看戏,聚谈,品茶,闲逛,确实是一种悠闲的生活状态。不过,这只是那个时候生活的一面。守岁诗首联“何日息烽烟,忧时夜不眠”,早已揭露了那喜乐安逸背后严峻的日常生活。事实上,前面描述的路孝植“典型”一天(2月28日)的日记只截取了前半部分。他说,中山公园“美好的春天从未尝到过时事,但略逊一筹”。所谓“时事”,就是日记后半部分记载的惊心动魄的情况:


是日本政治局的剧变。段当政已经逃进了东交民巷的一个地方。警卫司令鹿钟林告诉安民,宣布段之罪,将改编为政府卫队。在恢复长期居住在延庆楼的曹前总统(指南:曹坤)自由的同时,他请吴佩孚到北京主持一切。这件事发生在昨天晚上,天亮后一切都还没有完成,各个城门都没有启动,电车、电话也没有通过。辰巳之后就渐渐恢复了状态,城门也开了。晚上十点以后,南方的炮声很紧,而且间以枪响,时见火光如电光然,整夜不止。儿女在各校前用飞机投掷炸弹,曾经放过几天假,现在已经开学了,乃甫入学又恰逢变化,都放学回来了。


在几个军阀表面均势妥协下形成的临时执政府,在军阀交战和内斗中突然消失。政权更容易。北京人留下的是真正的战争危险,是坚固的枪炮炸弹,让人不知何夕,明朝伊于胡底。


2月20日(4月2日),也就是路孝植去华乐剧院看程砚秋演《梅龙镇》的那一天,北京城遭遇了奉鲁联军的第一次轰炸:“那是一天下午9半,联军有一架飞机从西南飞来,扔了两枚炸弹,落在西直门外的某两个地方,死李姓老妇人。首都就像一座危险的城市,人们不能安枕。最近怎么样!最近怎么样!”


21日,联军飞机还在午前飞来,投弹到十几枚。幸运的是,它没有伤害任何人。当天下午,路孝植入署看书,中间接到家里的电话。得知亲朋好友来访,他“约好去一楼听票友坐唱,跟侄子来。晚上去绒线巷西头天和祥饭庄吃零食,菜很高。饭后散步久了。我甚至和兰号一起吃咖啡。小楼相当干净,可以吃西菜,可以试试。”。

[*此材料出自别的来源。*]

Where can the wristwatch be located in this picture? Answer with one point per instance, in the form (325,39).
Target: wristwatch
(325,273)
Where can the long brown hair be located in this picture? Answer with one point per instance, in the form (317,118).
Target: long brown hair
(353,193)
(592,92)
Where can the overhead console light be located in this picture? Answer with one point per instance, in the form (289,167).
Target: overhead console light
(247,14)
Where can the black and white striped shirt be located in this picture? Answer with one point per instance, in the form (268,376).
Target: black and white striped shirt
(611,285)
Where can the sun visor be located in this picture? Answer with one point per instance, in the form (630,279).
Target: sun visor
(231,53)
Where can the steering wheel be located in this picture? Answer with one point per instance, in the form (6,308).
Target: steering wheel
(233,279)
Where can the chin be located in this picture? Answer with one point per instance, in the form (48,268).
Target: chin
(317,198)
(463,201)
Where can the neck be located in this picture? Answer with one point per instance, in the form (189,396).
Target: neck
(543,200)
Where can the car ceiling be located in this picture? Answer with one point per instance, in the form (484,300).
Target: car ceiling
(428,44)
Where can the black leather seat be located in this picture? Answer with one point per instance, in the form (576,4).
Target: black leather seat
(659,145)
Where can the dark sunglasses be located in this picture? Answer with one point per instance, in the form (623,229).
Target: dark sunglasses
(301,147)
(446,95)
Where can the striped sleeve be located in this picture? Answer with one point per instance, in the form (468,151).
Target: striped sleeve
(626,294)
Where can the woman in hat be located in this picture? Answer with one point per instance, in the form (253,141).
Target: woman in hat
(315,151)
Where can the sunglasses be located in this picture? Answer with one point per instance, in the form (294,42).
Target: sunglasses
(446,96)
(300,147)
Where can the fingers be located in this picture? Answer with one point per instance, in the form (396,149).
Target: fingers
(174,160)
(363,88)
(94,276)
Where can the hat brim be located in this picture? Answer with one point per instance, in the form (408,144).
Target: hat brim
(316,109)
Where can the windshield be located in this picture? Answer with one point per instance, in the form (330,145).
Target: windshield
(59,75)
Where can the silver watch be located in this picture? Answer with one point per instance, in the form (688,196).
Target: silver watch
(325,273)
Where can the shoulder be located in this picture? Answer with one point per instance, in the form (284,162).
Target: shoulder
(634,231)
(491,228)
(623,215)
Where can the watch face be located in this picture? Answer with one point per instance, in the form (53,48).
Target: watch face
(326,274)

22日,“日本飞机又来了,时间和投掷弹数略同于昨天,没有严重伤害,也没有伤害人”。路孝植“12:00到华丽午餐,还和谷父、仲英、造五所小吃局凑在一起。下午,我们聚集在谷父母的谈话中,直到晚上才回家”。


23日,“是一天下午10点左右,飞机又扔了炸弹,大概六七颗,都落到了南城”。这一天是清明节,路家中午牺牲了第一名。路孝植于“饭后方孝宽长谈,晚去宣南春程丽生...饭后,他一起去若木,煮茶聊天”。


24日,联军飞机未来投弹,“但下午10点左右,似乎还有炮声从南方来”。路孝植下午“在办公室看了十页书,和慰苍聊了很久,然后分散到一楼”,晚饭后“和慈爱玩牌”。


……


枪声,炸弹声仍在继续,战争越来越近。在巨大的时代震荡和不确定性下,生活(只能)继续沿着旧辙走下去。


5月30日,也就是7月9日,路孝植在日记中记录了自己下午去办公室看书,下午坐下,晚饭后去前门一行,与朋友“长谈”到12:00,还记录了张嘉邈等人前一天在中国银行的连任指令(储蓄是他的日常重要活动),还记录了湘鄂赣浙等省最近报道的洪水,最终记录了国民军与军队的冲突。“南口最近有一场戏剧性的战争。吴、张协力猛击也,开年以来的紧张局势一直没有减轻。——如果站在中国近代史的主线上,所有这些大概都不算重要。——如果站在中国近代史的主线上,这些大概都不是什么重要的事情。那天真正写入历史的是,在遥远的岭南,国民革命军在广州大学完成了宣誓大会。北伐战争正式开始,北洋阶段就这样走向了实质性的结束。自然,作为北洋政府公务员的路孝植还不知道这件事,更难意识到历史的转变。


一九二六年八月二十六日下午四点二十五分,鲁迅与广平同行离开北京,送别的朋友高达十四五人,路孝植不在。在这个时候,鲁迅已经不再是1912年和路孝植一起发布为教育部的周树人了。一九一八年五月,他发表了《狂人日记》,一九二三年八月结集出版了《呐喊》,在离开北京前夕又出版了《彷徨》。;在杂文方面,他已经发表了著名的作品《论雷峰塔的倒塌》和《刘和珍君的记忆》,并出版了《热风》、《华盖集》等杂文选集。所有这些都可以让他成为那个时代中国最杰出的作家。然而,有趣的是,这些都没有成为他日记的核心内容。


鲁迅离开北京。资料来源:《鲁迅全集·日记》第五册


“天心不可预测,人事回忆过去。”周树人不再是以前的周树人,但路孝植依然是路孝植。他的“历史结局”与鲁迅截然不同:鲁迅进入历史,成为历史,他淡出历史,隐藏在历史之中。


《回放鲁迅日记》中,鲁迅之为鲁迅的东西并不多,而路孝植却在日记中几乎写下了自己的一生:


[三月]初三日 酉酉。阳光明媚,热气腾腾。是日子为祖母王太太避日,中午设立。饭后去万国储蓄会交钱。祝马瑞书生日。路过东安市场,买折枝丁香。四点到署,不看书;有索薪会,但我没有去。晚集谷的父亲,仲渔,造五坐在座位上。十二点回家。晚叔叔阿姨来了,没见面。日本炮声不断,夜晚更紧,枪声不断,意大利战争离城市更近。那是一天,飞机的未来。


情况无法改变,余生似乎也没有太大的可能。一辈子,为什么要装饰这个喧嚣的世界?不如“买枝丁香”,装饰一下自己的旅程。


路孝植,大概是我们在另一个时空里。